Rong Rong : « Mince, le jeter, même pas m'en laisser ! »
Xie Yuchen fit demi-tour et entra dans la chambre.
Il souleva la couette et s'allongea paisiblement sur le lit.
Rong Rong : « Après ça, vous autres, vous arriverez ! »
Après avoir écouté la traduction synchronisée de Jiang Yuan, Xiao Xu fixa les notes sur l'ordinateur et analysa : « Donc Xie Yuchen s'est suicidé en avalant des pilules, mais la raison de son suicide, c'était parce que… »

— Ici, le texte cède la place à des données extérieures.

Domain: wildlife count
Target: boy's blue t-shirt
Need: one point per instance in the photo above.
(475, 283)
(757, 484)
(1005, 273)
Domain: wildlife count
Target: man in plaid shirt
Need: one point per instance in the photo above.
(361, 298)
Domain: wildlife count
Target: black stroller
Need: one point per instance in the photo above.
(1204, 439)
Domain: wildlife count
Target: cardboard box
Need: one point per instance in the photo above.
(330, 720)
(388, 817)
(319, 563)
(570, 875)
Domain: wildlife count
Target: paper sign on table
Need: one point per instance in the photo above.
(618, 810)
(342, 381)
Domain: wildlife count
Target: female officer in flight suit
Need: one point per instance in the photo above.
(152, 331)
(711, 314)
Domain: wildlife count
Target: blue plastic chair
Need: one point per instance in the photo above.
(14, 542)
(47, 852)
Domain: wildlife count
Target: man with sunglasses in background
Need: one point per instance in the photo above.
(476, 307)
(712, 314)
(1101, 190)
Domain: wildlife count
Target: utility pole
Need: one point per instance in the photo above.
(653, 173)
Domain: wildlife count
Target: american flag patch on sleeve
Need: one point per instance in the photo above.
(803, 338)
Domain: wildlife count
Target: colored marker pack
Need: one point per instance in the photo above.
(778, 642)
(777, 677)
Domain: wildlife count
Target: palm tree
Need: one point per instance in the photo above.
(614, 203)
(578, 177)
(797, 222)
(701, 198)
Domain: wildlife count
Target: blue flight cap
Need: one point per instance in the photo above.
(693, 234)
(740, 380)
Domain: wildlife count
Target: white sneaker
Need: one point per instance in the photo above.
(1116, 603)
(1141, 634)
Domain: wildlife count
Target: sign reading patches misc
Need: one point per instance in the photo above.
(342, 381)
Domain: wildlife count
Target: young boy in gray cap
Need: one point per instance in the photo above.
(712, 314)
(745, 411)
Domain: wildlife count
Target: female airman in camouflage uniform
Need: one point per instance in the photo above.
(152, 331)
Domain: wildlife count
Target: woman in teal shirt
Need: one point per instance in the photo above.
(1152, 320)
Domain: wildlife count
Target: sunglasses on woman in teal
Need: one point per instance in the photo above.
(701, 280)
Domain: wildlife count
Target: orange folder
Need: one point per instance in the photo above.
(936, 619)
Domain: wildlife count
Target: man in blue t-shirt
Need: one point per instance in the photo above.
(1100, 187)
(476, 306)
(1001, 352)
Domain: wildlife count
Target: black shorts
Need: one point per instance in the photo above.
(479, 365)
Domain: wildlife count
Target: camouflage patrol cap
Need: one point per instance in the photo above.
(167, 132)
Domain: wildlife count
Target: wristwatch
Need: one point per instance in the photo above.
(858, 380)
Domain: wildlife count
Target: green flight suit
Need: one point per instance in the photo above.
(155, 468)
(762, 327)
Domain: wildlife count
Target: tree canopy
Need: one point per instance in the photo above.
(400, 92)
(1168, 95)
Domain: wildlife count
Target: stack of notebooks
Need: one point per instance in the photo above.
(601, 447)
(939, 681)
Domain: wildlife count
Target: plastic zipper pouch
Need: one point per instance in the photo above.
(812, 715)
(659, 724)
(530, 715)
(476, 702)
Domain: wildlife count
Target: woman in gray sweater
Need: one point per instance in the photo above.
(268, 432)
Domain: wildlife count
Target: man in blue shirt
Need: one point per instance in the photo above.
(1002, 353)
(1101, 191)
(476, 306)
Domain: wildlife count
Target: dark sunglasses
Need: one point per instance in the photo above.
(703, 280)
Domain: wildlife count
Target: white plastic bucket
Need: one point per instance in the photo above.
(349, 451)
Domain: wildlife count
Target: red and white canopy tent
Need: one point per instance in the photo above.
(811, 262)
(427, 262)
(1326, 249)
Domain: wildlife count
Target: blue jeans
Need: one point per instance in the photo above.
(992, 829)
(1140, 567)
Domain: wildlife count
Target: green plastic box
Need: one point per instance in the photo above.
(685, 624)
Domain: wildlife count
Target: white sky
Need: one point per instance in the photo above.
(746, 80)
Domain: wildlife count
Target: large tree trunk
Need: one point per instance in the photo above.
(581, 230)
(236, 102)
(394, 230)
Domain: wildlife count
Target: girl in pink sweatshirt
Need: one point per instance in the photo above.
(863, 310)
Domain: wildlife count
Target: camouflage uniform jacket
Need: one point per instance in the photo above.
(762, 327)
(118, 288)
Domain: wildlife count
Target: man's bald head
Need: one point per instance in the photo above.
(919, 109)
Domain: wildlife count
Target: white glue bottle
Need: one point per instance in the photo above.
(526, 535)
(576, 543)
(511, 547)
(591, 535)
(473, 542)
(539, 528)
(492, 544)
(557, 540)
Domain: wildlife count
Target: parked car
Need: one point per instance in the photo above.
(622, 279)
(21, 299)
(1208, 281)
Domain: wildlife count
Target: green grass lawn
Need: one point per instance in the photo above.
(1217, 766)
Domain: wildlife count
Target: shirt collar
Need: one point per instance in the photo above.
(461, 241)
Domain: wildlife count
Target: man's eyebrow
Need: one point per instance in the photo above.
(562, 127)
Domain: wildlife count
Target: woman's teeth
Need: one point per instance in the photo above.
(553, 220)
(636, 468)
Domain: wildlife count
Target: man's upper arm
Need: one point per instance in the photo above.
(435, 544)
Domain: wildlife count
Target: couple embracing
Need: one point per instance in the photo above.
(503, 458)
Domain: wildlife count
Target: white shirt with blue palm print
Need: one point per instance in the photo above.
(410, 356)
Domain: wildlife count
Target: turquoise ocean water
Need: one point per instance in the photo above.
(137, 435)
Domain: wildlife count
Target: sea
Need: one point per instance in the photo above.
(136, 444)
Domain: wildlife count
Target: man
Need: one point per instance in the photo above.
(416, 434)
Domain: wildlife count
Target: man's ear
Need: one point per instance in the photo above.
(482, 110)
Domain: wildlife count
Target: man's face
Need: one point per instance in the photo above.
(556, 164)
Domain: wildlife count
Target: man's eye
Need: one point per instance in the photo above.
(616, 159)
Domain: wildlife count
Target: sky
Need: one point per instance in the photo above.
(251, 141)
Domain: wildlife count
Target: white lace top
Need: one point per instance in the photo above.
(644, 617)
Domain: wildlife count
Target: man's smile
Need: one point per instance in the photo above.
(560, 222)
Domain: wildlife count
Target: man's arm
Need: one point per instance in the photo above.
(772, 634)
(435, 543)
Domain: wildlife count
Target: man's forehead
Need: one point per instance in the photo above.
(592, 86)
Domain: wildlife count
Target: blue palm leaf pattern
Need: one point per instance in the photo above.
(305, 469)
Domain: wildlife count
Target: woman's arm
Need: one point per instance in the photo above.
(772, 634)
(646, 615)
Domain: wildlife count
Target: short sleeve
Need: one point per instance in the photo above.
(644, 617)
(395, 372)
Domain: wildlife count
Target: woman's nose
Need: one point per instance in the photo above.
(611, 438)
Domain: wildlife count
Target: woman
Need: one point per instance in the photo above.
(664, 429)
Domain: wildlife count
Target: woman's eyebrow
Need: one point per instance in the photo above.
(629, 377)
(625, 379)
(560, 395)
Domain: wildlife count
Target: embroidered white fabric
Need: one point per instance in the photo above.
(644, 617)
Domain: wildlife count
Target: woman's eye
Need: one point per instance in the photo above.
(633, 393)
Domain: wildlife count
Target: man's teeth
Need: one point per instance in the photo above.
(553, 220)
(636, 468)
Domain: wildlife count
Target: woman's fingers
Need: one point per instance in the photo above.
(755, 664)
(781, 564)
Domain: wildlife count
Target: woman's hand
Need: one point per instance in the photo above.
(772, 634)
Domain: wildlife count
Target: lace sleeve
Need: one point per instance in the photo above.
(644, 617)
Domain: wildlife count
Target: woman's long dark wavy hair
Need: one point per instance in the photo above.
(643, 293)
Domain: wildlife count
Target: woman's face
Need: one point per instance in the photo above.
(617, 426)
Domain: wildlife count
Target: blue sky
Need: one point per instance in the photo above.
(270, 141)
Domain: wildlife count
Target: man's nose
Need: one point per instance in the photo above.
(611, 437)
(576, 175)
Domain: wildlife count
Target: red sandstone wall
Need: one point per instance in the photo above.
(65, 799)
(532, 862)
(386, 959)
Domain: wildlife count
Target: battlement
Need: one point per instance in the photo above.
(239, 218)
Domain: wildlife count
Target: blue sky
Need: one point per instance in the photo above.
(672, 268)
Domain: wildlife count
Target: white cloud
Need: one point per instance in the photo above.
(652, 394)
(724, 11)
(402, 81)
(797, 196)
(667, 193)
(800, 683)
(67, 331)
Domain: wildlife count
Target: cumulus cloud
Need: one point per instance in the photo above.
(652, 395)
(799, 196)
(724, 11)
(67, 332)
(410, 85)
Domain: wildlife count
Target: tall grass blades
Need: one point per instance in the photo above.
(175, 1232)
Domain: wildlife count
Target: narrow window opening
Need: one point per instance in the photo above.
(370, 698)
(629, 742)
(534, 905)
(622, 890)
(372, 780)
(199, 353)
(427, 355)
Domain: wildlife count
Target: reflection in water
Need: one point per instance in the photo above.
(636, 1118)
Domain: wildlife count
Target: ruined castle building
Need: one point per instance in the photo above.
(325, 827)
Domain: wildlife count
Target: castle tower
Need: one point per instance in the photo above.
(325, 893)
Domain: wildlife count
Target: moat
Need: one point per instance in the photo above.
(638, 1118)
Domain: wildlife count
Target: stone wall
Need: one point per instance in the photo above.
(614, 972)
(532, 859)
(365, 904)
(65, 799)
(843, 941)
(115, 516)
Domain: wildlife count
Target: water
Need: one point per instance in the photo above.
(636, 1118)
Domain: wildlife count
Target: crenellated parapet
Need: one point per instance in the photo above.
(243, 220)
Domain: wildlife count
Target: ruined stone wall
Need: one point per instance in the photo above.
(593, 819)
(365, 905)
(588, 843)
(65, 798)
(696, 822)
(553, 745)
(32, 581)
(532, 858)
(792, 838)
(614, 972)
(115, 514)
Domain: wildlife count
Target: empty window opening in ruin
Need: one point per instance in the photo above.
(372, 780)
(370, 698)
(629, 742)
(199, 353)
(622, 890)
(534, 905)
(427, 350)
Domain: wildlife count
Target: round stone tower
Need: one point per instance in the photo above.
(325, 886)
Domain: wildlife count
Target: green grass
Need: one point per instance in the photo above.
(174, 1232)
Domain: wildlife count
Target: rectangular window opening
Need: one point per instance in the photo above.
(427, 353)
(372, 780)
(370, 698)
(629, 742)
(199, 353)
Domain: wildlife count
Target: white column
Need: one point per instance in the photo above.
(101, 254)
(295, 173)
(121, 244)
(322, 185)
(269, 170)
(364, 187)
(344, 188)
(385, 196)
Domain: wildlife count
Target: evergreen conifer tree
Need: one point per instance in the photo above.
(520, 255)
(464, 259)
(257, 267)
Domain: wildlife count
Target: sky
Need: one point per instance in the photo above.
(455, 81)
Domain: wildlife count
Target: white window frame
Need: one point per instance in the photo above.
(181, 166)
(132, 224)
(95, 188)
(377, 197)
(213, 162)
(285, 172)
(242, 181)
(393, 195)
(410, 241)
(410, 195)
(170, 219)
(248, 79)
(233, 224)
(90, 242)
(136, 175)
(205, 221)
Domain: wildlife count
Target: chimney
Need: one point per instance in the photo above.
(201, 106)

« Vérifions son historique d'appels », Jiang Yuan fronça légèrement les sourcils. « La fille avec qui il parlait au téléphone est la personne clé. »
« D'accord, je m'en occupe. » Xiao Xu prit son ordinateur et quitta la salle de réunion.
Rong Rong regarda Jiang Yuan à travers la vitre. « Humain, est-ce que ce que j'ai dit t'a aidé ? »
« Oui. » Jiang Yuan tendit la main et toucha la vitre, riant doucement. « Les informations que tu as fournies sont très utiles. »
Rong Rong dit joyeusement : « Alors je peux avoir un ver vivant en récompense ? »
Il en avait marre des insectes séchés.
« Bien sûr. » Jiang Yuan sortit son téléphone et commanda de la nourriture vivante sur une plateforme de livraison.
« Camarade, vous voulez vraiment arrêter Jiang Yuan. Mon petit frère a forcément été tué par elle ! » Xie Meichen, après avoir fini sa déposition, refusait de partir et ne cessait d'exiger que Chen Ziqi arrête Jiang Yuan.
Chen Ziqi en avait le tournis. Il demanda, impuissant : « Madame Xie, pourquoi êtes-vous si convaincue que Jiang Yuan est la meurtrière ? »
« Je ne vous ai pas montré l'historique de discussion ? » Xie Meichen dit, excitée. « Elle a battu mon frère ce jour-là. Il a dû avoir des blessures internes à cause d'elle, qui ont ensuite empiré. »
« Actuellement, il n'y a aucune preuve que Jiang Yuan a battu Xie Yuchen, et sa cause exacte de décès n'a pas encore été déterminée. » Meng Xiaokai dit d'un air grave : « Je vous prie de ne pas entraver l'exécution de nos devoirs. Nous vous informerons immédiatement s'il y a du nouveau. »
Xie Meichen fut mécontente et claqua violemment la table en disant : « Mais il n'y a pas non plus de preuve que Jiang Yuan n'est pas la meurtrière ! »
La porte de la salle d'interrogatoire s'ouvrit soudain de l'extérieur.
He Lewei glissa quelques mots à l'oreille de Chen Ziqi et lui tendit un document.
« Madame Xie », Chen posa le document devant Xie Meichen, son ton solennel. « C'est un formulaire de consentement pour l'autopsie. On soupçonne préliminairement que Xie Yuchen est mort d'une overdose de somnifères. Pour confirmer la cause du décès, il nous faudrait votre signature. »
« Je signe pas ! » Xie Meichen arracha le document et le déchira. « Je veux que mon frère aille bien ! Aucun de vous n'a le droit de lui faire du mal à nouveau ! »
Chen Ziqi fronça les sourcils. « Les pistes actuelles indiquent que Xie Yuchen a été forcé d'avoir des relations avec un homme le soir du 22. Nous devons confirmer… »
« Comment c'est possible ? » Xie Meichen parut stupéfaite et secoua vigoureusement la tête. « C'est impossible ! Absolument impossible ! Mon frère, il aime clairement les femmes ! »
Chen Ziqi n'ajouta rien, disant doucement : « Calmez-vous d'abord et prenez une décision après avoir réfléchi. »
Sur ces mots, il quitta la salle d'interrogatoire avec Meng Xiaokai.